We all are savvy designers and digital marketers here.
We use dozens of tools to unleash creative decisions; Google's every word sets our hearts aflutter, and we scour trends to create beautiful websites for higher ROI.
We realize that content is king, trying to create copies visitors would give a damn about.
Wanna join that 10% of unicorns with sky-high conversion rates? Don't underestimate the combination of visual and textual details, central to your website ranking.
And keep on reading.
You know that 93% of all communication is nonverbal, and 65% of people are visual learners bumped by content shock and, therefore, concentrated on images to fall under the impression and initial attitude towards your brand and message.
It's the case when nice dress helps to impress, so the more's the pity to meet a kind of that online:
Yes, in 2017! Sorry, Suzanne.
Have you ever thought why orange is one of the most popular colors for CTA? Warm and bright, it influences emotions and affects actions, inviting us to click.
The psychology behind colors is crucial for marketers to understand because a website palette can help to stand out as well as negatively change the impact of your message. Use colors consistently, and you'll be able to influence consumer behavior and decision making.
WishPond increased conversion by 14.5% after they changed the CTA button color to yellow from green. Also, a 60% increase in conversions appeared after they made two links contrast from one another with color.
Fancy that, huh?
Here go psychological impacts hidden behind main colors:
Thank you, Help Scout, you are awesome!
Another thing to consider is the contrast between a website's background and text. If too little, it becomes exhausting to read, frustrates visitors, and stirs them into leaving your page.
With no less than 5:1 color-contrast ratio working best, try instruments like GitHub to choose and adjust it to your website.
With that said, do you still ignore web typography and take the liberty of losing visitors simply because they can’t visually perceive your content?
To hit your marketing message over the fence, learn the psychology behind typography to choose the font that would evoke required emotions and associations from your readers:
Another fundamental detail is a font size.
Ted Hunt shares the psychology of font choices at Crazy Egg.
All these manipulations with sizes and colors improve the reading experience, make your brand recognizable, create a sense of trust, and help people feel like they've made the right decision when choosing you.
So does the shape of logos and other visual elements at your website.
Human brain responds to shapes in different ways: circles mean love and unity, triangles signal about strength and professionalism, and vertical lines scream about aggression. To elicit particular emotions and associations from the audience, to infer particular qualities about your brand, and to imply required meanings to your marketing messages, pay attention to what your designers do.
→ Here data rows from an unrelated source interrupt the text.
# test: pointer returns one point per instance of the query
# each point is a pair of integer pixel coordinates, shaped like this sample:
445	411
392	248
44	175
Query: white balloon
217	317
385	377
Words are virtually the only yet powerful weapon of creating sales copies: one wrong lexical item can kill your conversion efforts and turn potential leads away.
In lieu of reckoning with certainty on scanning, diagonal, and F-pattern reading in hope readers don't give a damn about words, optimize your web content with the psychology of decision-making in mind.
The sooner visitors find target information at the website, the better are chances they will do a required action. To help them, use simple, short, and structured texts that are keyworded and hyperlinked.
Words you use in textual elements, as well as tricks you follow to design them for better navigation, enable to grab visitors' attention and shorten its spans. Consider the Reticular Activating System (RAS) to succeed here.
RAS is a filter sorting out what is important information for us. It monitors everything in the environment and makes people subconsciously decide whether a particular stuff is worth attention or not. Also, RAS sends signals to brains when noticing changes related to our names, physical needs, self-made choices, and emotions.
Also, we pay more attention to stuff that is new to our experience. Known as the principle of novelty, it can help you with marketing endeavors.
To keep visitors' attention sustained and get as many people as possible to read your content, ensure to present novelty every now and then because it appears to be an essential need of human mind.
More tricks needed? Jeff Bullas' blog can help.
Captured by visual elements, people start reading sales copies as well as informative/educational/entertaining blog posts at the website. So it's high time to worry about your content, its consistency, clarity, tone, and voice.
Both design and content are instruments making our campaigns persuasive, and their combo is a powerful tactic to yield the desired outcome. So why not redouble efforts to make your website sparkle and your conversion rates – skyrocket?